Sánchez-Magraner et al. (2021) (12) developed an assay consisting of cell membrane microarrays (CMMAs) derived from HT144 cell lines and melanoma samples to assess PD-1/PD-L1 interactions quantitatively. The study involved incubating the CMMAs with cell membranes isolated from peripheral blood mononuclear cells, which expressed PD-1. The PD-1/PD-L1 interaction was then quantified through time-resolved FRET. To validate the specificity of this interaction, they performed the assays both in the presence and absence of Pembrolizumab, an anti-PD-1 ICI. The results showed the assay’s capability to effectively quantify PD-1/PD-L1 interactions. Notably, the interaction was disrupted when pembrolizumab was present, confirming also the assay’s sensitivity to targeted inhibition of PD-1/PD-L1 binding. However, this study represents only a proof of concept of the feasibility of CMMAs as a tool.

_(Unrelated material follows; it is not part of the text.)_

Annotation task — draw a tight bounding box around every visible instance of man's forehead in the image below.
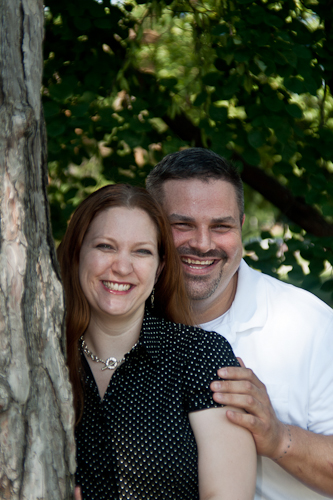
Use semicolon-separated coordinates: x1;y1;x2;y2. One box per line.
161;177;236;204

Sánchez-Magraner et al. in 2023 (13) expanded on the findings of the 2020 study (11). Their research explored whether quantifying PD-1/PD-L1 interactions in Formalin-Fixed Paraffin-Embedded tissue samples, taken from a cohort of 188 patients with in-situ or metastatic NSCLC treated with immune checkpoint inhibitors, could support effective patient stratification and identify candidates for immune checkpoint blockade therapy. This analysis was conducted using a high-throughput, automated, quantitative imaging platform called “QF-Pro”, based on iFRET. The results revealed no correlation between PD-1/PD-L1 interaction and PD-L1 score. The PD-L1 score was found to have a very weak correlation with patient prognosis. Contrarily, PD-1/PD-L1 interaction was shown to have a strong positive correlation (p<0.0001) with the anti-PD-1/PD-L1 therapy response (patients exhibiting high FRET efficiency demonstrated improved survival outcomes). While the study highlights the potential of QF-Pro to quantify PD-1/PD-L1 complex formation and aid in patient stratification, it also presents several limitations. Firstly, the method introduces considerable intra- and inter-patient variability, requiring careful sampling to ensure consistency. The retrospective design limits the ability to confirm predictive value, emphasizing the need for prospective validation. The lack of detailed clinical data, such as smoking status, and the inability to distinguish between tumor-immune and immune-immune interactions, further constrain the findings.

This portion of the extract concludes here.